The discussion between the two sides covered measures taken to ensure accountability over human rights abuses in the conflict in the northern part of Ethiopia, supply of humanitarian aid to conflict-affected people, and the undergoing efforts to ensure durable peace in the country, according to Ministry of Foreign Affairs.

Trent Kelly said on the occasion that the United States values transparency and openness to strengthen its relations with Ethiopia, reiterating his preference not to support HR6600 and S3199.

Demeke Mekonnen appreciated Trent Kelly for showing interest in Ethiopian affairs and visiting Ethiopia to understand situations on the ground.

He expressed hope that the United States would note the peace building efforts of the Government of Ethiopia and discard the proposed bills that would eventually affect ordinary Ethiopians.

In their discussion on the measures taken to ensure independent investigation and accountability for alleged human rights violations in Tigray,  the deputy premier mentioned concrete steps taken by the government.

He said in order to implement the recommendations of the joint OHCHR-EHRC investigation report, the government had established an inter-ministerial committee comprising high-profile and skilled law enforcement personnel.

As a result, some individuals, including members of the National Defense Force, were prosecuted and brought before justice.

Regrettably, Demeke  noted that the UN Human Rights body decided to rerun the UN-EHRC joint investigation incurring an unnecessary duplication of efforts and undermining the Ethiopian Human Rights Commission.

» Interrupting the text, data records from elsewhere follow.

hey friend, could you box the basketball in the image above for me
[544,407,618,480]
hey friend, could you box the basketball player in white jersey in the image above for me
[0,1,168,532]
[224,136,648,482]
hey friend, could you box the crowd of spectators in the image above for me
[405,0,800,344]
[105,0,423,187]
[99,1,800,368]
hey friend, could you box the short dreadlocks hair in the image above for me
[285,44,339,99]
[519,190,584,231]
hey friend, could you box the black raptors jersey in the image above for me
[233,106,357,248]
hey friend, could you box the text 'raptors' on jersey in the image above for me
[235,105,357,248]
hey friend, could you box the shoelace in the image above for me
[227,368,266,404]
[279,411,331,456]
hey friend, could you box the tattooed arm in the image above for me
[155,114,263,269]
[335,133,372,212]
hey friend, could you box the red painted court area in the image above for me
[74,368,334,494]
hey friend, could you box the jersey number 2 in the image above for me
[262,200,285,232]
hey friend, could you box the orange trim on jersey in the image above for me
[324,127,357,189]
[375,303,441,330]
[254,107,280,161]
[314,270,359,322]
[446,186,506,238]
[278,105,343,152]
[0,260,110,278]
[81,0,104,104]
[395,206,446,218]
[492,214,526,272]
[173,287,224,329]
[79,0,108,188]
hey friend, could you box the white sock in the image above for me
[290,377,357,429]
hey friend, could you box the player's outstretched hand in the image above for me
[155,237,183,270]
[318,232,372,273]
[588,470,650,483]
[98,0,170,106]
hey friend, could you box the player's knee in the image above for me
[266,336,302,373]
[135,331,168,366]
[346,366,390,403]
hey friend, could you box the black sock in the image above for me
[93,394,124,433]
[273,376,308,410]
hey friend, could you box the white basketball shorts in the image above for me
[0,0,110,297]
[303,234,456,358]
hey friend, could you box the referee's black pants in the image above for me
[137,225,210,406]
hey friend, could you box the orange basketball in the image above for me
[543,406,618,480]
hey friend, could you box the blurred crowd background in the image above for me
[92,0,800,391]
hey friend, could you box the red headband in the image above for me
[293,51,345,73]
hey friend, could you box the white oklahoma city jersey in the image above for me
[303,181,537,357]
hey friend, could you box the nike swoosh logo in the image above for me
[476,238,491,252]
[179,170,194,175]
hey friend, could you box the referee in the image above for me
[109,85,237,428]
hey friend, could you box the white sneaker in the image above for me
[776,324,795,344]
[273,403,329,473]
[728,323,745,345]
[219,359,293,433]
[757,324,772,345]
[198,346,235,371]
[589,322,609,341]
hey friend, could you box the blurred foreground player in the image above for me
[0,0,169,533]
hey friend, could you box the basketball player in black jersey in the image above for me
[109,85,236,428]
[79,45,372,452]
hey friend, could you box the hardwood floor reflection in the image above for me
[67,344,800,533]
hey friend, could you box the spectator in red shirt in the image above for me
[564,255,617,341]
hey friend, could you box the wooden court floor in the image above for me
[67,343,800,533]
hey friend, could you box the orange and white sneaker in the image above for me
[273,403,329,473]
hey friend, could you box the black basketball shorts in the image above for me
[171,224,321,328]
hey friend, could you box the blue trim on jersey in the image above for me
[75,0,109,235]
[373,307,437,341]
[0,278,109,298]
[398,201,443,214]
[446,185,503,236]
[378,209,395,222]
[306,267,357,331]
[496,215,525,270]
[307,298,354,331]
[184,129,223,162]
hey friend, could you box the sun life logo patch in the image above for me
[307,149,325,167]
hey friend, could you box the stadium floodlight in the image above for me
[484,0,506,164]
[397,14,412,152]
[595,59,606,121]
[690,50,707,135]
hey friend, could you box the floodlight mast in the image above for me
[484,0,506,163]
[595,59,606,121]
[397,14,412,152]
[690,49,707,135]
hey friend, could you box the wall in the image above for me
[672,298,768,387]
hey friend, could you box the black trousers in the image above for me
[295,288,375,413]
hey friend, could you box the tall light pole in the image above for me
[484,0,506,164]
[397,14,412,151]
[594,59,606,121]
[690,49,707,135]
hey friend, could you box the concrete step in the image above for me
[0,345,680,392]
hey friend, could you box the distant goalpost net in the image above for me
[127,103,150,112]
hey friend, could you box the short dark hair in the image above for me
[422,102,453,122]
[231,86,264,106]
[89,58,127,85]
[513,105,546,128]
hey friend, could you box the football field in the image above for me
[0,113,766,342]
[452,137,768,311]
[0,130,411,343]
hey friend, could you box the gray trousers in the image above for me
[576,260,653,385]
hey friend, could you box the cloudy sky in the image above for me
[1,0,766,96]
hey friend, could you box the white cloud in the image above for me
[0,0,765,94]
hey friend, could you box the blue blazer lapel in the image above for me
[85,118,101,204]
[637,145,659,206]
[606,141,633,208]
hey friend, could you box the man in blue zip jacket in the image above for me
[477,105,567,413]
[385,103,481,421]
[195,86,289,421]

The proposed investigative works of the International Commission of Human Rights Experts should have also taken the demands of Ethiopians to investigate the human rights abuses committed by the TPLF in Afar and Amhara regions into account too, he stressed.

Demeke also mentioned the confidence building measures taken by the government to pave the way for dialogue and lasting peace in the country, citing the lifting of the state of emergency before its due date, the release of high-profile prisoners, and the declaration of humanitarian truce.

Demonstrating its commitment to peace, the Government of Ethiopia also decided not to enter the Tigray region after the TPLF forces were pushed back from the areas they had invaded in the Amhara and Afar regions and declared an indefinite humanitarian truce.

Despite all these verifiable measures for peace by the Ethiopian government, the TPLF is preparing for another round of conflict, the deputy premier revealed, calling on the United States of America and the international community to put pressure on the TPLF to renounce its anti-peace activities.

Chargé d’Affaires at the U.S. Embassy in Ethiopia, Ambassador Tracey Ann Jacobson, who was present during the discussion, appreciated the proper response of the Ethiopian government in cooperating with humanitarian partners to facilitate access to humanitarian supply to affected people in Tigray, including fuel supply.

She also spoke about the encouraging works of the National Dialogue Commission and the peace initiatives of former Nigerian President  Olusegun Obasanjo, further offering her country’s support whenever necessary.